St. Louis District, U.S. Army Corps of Engineers
Published Nov. 12, 2013

Jim Hill, Operations Manager on the Kaskaskia River Project in Southern Illinois, and nationally recognized master planning expert within the Corps of Engineers, has retired after 32 years of federal public service.  Hill was presented the prestigious de Fleury Bronze Medal at retirement ceremonies in St. Louis.

The award was presented by Col. Christopher G. Hall, U.S. Army Corps of Engineers St. Louis District commander, and signed by Gen. Thomas Bostick, U.S. Army Chief of Engineers.  The award cites Hill’s “commitment, innovation and passion” for the region.

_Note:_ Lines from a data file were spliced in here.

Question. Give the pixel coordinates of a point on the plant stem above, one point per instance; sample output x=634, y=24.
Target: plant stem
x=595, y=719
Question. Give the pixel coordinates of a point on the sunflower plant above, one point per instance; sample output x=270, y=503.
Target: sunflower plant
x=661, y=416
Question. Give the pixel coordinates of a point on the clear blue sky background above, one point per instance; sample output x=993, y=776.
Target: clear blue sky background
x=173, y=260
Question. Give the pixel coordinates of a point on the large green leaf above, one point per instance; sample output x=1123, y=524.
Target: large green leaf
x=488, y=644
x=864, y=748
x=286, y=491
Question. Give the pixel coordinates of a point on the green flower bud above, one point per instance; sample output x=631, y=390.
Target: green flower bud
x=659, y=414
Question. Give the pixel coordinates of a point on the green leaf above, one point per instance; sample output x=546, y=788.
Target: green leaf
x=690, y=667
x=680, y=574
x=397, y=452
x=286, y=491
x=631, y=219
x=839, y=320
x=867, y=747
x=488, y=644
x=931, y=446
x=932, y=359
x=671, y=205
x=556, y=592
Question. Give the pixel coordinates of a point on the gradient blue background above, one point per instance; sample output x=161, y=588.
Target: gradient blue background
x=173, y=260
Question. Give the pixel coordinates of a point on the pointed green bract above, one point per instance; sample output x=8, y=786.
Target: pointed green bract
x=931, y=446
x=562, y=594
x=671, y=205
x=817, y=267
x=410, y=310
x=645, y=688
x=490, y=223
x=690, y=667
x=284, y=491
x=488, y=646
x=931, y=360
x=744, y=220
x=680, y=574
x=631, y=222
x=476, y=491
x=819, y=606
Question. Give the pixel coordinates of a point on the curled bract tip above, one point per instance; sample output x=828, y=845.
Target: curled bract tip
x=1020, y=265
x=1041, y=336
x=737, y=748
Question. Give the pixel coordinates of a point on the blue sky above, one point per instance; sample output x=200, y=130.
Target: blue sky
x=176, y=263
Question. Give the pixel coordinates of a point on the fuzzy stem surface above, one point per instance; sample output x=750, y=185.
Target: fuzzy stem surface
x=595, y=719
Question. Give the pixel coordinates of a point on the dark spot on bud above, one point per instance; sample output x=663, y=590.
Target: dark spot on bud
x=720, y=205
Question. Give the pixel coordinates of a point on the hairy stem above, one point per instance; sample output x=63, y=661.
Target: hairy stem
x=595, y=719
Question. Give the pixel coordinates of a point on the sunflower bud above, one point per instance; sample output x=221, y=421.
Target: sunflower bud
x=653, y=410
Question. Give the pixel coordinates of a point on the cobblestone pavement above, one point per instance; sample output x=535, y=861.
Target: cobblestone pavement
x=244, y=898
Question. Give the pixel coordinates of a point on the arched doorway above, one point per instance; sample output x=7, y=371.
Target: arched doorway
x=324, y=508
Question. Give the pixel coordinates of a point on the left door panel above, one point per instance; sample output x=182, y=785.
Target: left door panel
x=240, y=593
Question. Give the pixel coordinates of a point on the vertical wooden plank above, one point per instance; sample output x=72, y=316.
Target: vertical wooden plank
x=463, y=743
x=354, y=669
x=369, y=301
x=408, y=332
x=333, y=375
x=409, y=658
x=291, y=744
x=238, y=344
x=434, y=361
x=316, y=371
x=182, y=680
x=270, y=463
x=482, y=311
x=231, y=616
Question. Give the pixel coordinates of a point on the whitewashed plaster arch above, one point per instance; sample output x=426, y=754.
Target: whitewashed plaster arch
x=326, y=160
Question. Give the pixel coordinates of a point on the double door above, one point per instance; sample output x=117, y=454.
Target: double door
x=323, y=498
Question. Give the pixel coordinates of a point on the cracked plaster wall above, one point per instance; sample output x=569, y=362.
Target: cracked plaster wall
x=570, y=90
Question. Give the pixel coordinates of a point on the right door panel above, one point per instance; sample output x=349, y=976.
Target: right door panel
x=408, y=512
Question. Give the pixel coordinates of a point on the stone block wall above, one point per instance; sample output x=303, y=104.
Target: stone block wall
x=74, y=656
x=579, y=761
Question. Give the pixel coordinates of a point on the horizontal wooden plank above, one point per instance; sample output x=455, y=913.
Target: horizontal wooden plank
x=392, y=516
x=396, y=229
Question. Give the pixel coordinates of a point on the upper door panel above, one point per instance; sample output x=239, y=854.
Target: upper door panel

The de Fleury is the third highest honorary award the can be given to a military or civilian member of the US Army Corps of Engineers, and recognizes Hill's many significant accomplishments over the years that have benefited the nation.

“Jim is invested in more parts of the district than he was ever planted,” said Hall.  “His fingerprints are far beyond his mission sites,” referring to Hill’s work with the riverfront in Clarksville, Mo., the Table Rock Lake Visitors’ Center in Branson, Mo., and the collaborative developments along the Kaskaskia River.

Among Hill’s work that earned the award was an historic work load of over $30 million in major repair, maintenance and improvement projects for navigation, environmental stewardship, interpretive and recreation facilities and services to the Kaskaskia and Mississippi Rivers confluence that was completed in less than five years.

Hill was recognized previously in his career by the Corps’ New Orleans District for exceptional support during the immediate aftermath of Hurricanes Katrina and Rita in 2005, as well as by the Corps Little Rock District for exceptional technical expertise and support in developing the Regional Table Rock Lake Visitor Center.

As Operations Division Program Manager for all Master Plans Jim helped craft Operation Plans, shoreline management plans, trails, greenways, partnerships, watershed initiatives, Interpretive centers,  exhibits, recreation facility developments, universal accessibility and out grant development plans on Corps managed public lands and waters.

Friends and colleagues know his passion for the region he served is beyond his official position, and testimonials throughout the day often used the words “passionate” and “dedicated.” 

“Jim carefully listens to find the real issue to make a good plan and build partnerships,” said Bob Wilkins, lifelong Corps colleague of Hill’s and Operations Manager for Carlyle Lake and Kaskaskia River Project.

Hill himself remarked that the Kaskaskia assignment was the hardest of his career. 

“The key to success,” he said, “was to get to the goal of what the partners wanted, and (find) how we could provide the tools they needed, and satisfy all of our customers.”

Hill was Randolph County, Ill. Man of the Year nominee in 2012 and received a James M. Hill Day Proclamation from Randolph County in September 2013 for his service to the region as Manager of the Kaskaskia River Project.  He continues that dedication as a volunteer supporting tourism and sustainable economic and quality of life initiatives in Randolph and Monroe Counties in Illinois.